When Shantaram Seth had started drinking heavily, Bablu had not only ensured that Shantaram
was
safe in bed each night, even carrying him on his back after finding him lying inebriated on the side
of the road, but had also gradually taken over the mortgage of the workshop. Over the last two
years he had run the business himself, growing it steadily.
He enjoyed working with machines and though he had been an indifferent student at best he still
remembered his science teacher’s name, Mrs B. Sharma, and the egg incubator that he had made
under her supervision.
But when Bablu’s father died leaving his mother struggling to support her small family, he had
dropped out of school to get a job and help her out.
Inherently a cheerful, optimistic man, he had no bitterness, reasoning with himself that, despite not
finishing high school, he had not done badly for himself. He just had a few more payments to make
to the moneylenders towards the mortgage and then he could save up and buy a brand-new scooter.

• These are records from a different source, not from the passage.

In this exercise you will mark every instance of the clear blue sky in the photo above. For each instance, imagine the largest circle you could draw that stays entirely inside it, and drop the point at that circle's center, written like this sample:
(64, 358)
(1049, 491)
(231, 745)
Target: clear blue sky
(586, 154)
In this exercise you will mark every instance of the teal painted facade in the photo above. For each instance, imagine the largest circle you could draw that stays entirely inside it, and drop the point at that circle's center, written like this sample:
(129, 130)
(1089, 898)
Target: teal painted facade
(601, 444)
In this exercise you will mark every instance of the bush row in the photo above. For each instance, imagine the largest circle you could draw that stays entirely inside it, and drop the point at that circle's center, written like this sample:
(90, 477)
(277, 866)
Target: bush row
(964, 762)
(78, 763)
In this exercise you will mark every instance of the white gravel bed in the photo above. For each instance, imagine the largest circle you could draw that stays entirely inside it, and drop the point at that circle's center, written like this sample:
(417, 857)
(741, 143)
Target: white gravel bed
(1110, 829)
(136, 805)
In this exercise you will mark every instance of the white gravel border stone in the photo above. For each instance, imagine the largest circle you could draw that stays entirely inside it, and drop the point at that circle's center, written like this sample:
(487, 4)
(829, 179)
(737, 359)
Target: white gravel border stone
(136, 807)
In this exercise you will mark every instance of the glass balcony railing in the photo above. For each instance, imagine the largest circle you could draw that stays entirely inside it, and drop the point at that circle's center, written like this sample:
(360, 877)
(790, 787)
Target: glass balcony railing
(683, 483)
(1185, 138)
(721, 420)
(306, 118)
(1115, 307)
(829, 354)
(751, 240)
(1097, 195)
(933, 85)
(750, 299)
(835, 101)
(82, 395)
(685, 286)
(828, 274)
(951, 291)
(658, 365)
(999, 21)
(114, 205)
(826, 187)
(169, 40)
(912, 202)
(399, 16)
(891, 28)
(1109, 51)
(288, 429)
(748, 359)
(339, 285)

That evening on his way back from the workshop, Bablu decided to surprise Gowri with yet
another gift. He stopped his cycle outside a small store with a lopsided signboard that proudly said
G.K. Pundit and Sons. Walking up to the counter, he asked the store owner, ‘Ganjkaran Bhaiya, I
want to buy a packet of…of…that thing they use, that...’ Trailing off, unsure of the exact words to
use though he had seen the advertisements often enough on television.
A perspiring Ganjkaran put away the blue plastic flyswatter that he had been fanning himself with
and sniggered, ‘Bablu, just say condoms, wasting so much time stammering!’ And he pulled out a
small black packet labelled ‘Kamasutra LongLast’ depicting a man and a woman in the throes of
passion. ‘No Ganjkaran Bhaiya, that other packet, which ladies use, you know, that time of the
month.’ Ganjkaran smirked. ‘Achha, sanitary pads! Wah, your wife has already made you her
puppy and taught you to fetch and carry?’
Seeing Bablu’s narrowed eyes and realizing that he had forgotten the most important rule of
business, to be deferential to the customer, he added, ‘Just a joke only! Tell me which brand you
want?’
Bablu was confused. It had never occurred to him that there were brands to choose from and he
asked Ganjkaran to give him whichever one the shopkeeper thought was the best.